Product Out-of-Stock Checklist

written by Linda Bustos

Both your business and your customer suffer when products are out of stock.
How can you minimize the damage?

You may have caught our recent post Saving Sales for Out of Stock Items, which described an example from Staples of merchandising recommended alternative products when an item in a user’s cart is out of stock (OOS).

Saved shopping carts are not the only thing affected by stock-outs. Every element of your online marketing needs to be considered and tweaked to ensure customers have the best experience and you save the most dollars.

SEO

Though many online merchants do this, removing permanently out of stock products from your website is not an option if you value SEO.

Each item you delete potentially wipes out deep links from other websites, blogs and social networks, which do help your domain’s overall “authority” with search engines. In fact, popular products that have sold out are the most likely to have attracted attention from external sites. Consider sites that turn over thousands of products per year – the aggregate loss can majorly impact SEO.

Search engines sometimes take a while to clean out “not found” pages from their indices, so you may get referrals that hit a dead end page.

You have 2 options to handle discontinued product pages: use a 301 (permanent) redirect to another page, or leave the page in tact with messaging that the product is out of stock.

A redirect will preserve most of the “link juice” from external websites, and you can aim it at the replacement product (no bait and switch!) or to the nearest product category. It also builds up the PageRank of the category you aim it to, helping it to rank higher in search engines. This is preferred over redirecting to your home page, as it’s easier for a customer to find an alternative item from a category page.

You'll want to suppress the old product pages from categories for best usability. Linking customer reviews to public buyer profiles is a smart way to ensure they stay in your site architecture.

However, redirecting to a category page can confuse a customer, who expected to land on the product page. Keeping the product page avoids this problem.
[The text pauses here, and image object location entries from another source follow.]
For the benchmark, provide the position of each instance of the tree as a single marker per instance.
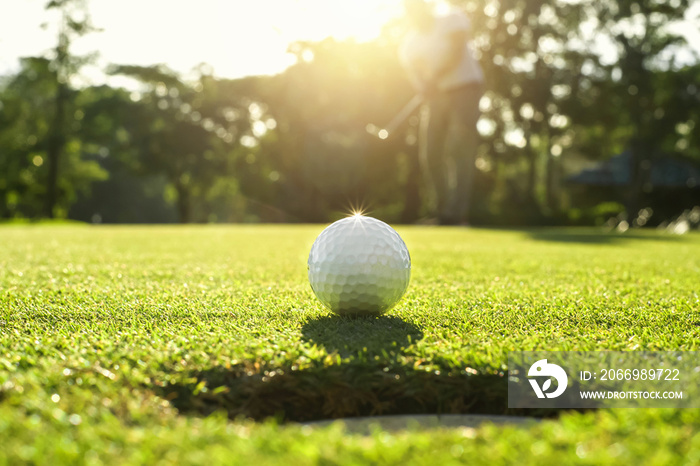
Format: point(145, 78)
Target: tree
point(75, 22)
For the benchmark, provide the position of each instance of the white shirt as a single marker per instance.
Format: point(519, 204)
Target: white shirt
point(429, 49)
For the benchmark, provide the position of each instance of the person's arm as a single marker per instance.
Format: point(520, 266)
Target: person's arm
point(457, 41)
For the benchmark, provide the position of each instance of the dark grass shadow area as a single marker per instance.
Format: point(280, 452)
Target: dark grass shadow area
point(374, 380)
point(339, 390)
point(593, 236)
point(358, 335)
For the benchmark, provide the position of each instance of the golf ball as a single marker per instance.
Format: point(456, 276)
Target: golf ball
point(359, 265)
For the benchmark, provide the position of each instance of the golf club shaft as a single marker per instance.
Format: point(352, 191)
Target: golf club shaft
point(405, 112)
point(399, 119)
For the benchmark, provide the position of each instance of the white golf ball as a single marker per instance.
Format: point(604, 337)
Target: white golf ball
point(359, 265)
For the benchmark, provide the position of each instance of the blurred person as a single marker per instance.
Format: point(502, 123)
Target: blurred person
point(438, 59)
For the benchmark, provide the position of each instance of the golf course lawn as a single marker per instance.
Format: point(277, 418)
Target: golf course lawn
point(204, 344)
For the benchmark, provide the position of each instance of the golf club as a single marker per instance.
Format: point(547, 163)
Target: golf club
point(406, 111)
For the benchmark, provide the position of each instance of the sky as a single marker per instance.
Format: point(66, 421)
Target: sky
point(237, 37)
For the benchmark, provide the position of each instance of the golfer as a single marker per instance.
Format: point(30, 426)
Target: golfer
point(441, 66)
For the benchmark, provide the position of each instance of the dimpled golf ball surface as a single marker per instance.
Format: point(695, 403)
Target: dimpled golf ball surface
point(359, 265)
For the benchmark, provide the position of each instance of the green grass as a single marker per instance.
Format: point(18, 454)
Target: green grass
point(198, 344)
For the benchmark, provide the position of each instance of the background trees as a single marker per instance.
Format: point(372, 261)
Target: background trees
point(568, 83)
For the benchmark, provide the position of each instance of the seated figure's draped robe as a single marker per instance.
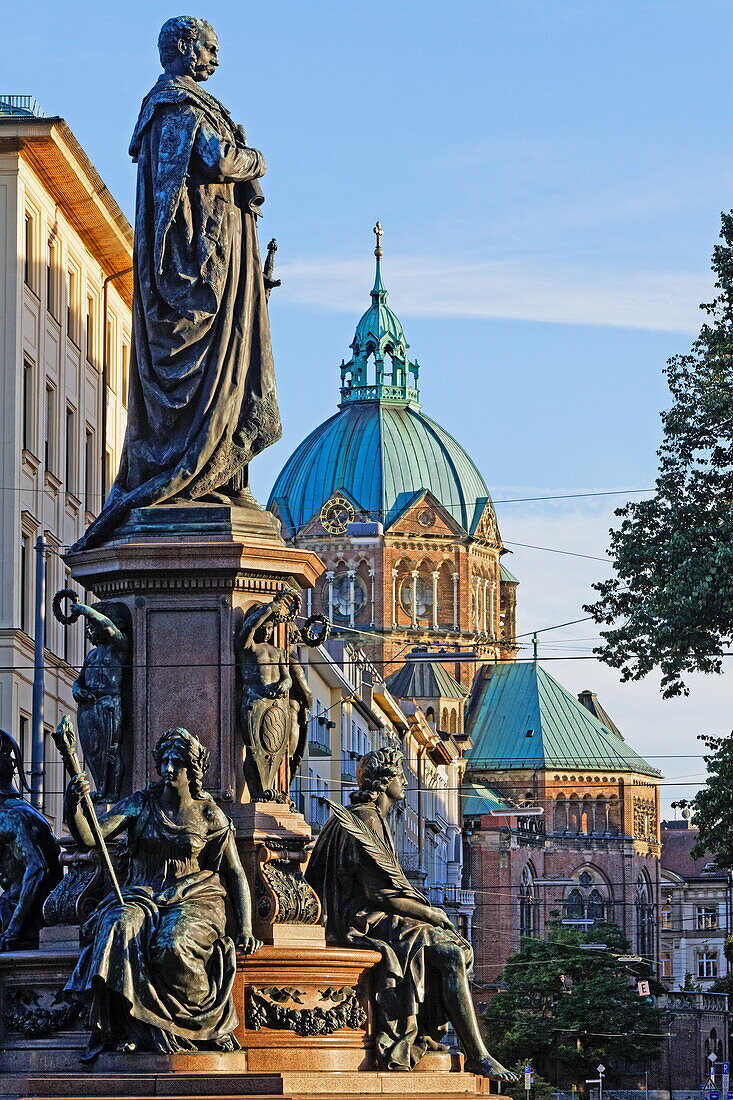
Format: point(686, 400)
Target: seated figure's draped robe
point(201, 400)
point(160, 968)
point(354, 893)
It also ensures you receive traffic for the long-tail keywords (like model numbers) that are so valuable.

The best way to optimize such a page is to clearly identify the item is out of stock (a label over the product image will surely be noticed), and show alternative or replacement products clearly.

Pay Per Click

Perhaps nothing hits your marketing budget’s efficiency harder than a leak in your PPC faucet. Not only are you missing out on sales, you’re paying Google to send you traffic to a sold out product. Having the right processes in place to catch OOS products and pause keywords is important.

George Michie from Rimm-Kaufman Group shared with Get Elastic his paid search management firm’s process for handing temporarily OOS products. RKG uses couples a system that flags products when they drop out of inventory or a data feed with a URL-checking tool that identifies landing pages with page load error messages or “out of stock” status.

Bidding on permanently out of stock items (like discontinued model numbers or software versions) can still be profitable, so long as you offer substitute product(s) and inform/merchandise your landing page accordingly.

If a product is gone for good, it’s best to remove or permanently pause keywords pointing to the product page. In some cases, keywords may be effectively applied to other Ad Groups.

Affiliate / Data Feeds

Like pay-per-click, permanently out of stock items should be pulled from shopping engine and other affiliate data feeds.

Email

A successful email campaign can often result in a featured product selling out. There are a couple creative ways of handling this problem.

You might add an “email me when this item is back in stock” feature to your product pages for those who click through. (Again, suggesting alternative products on the landing page helps).

Or, you could dynamically update your email creative to reflect a product’s availability.

A side effect is this creates urgency for your other featured products. It suggests products are at a high risk of selling out.

If you haven’t created an out-of-stock salvage plan, now’s the time. Make sure none of the marketing resources you’ve invested ever go to waste.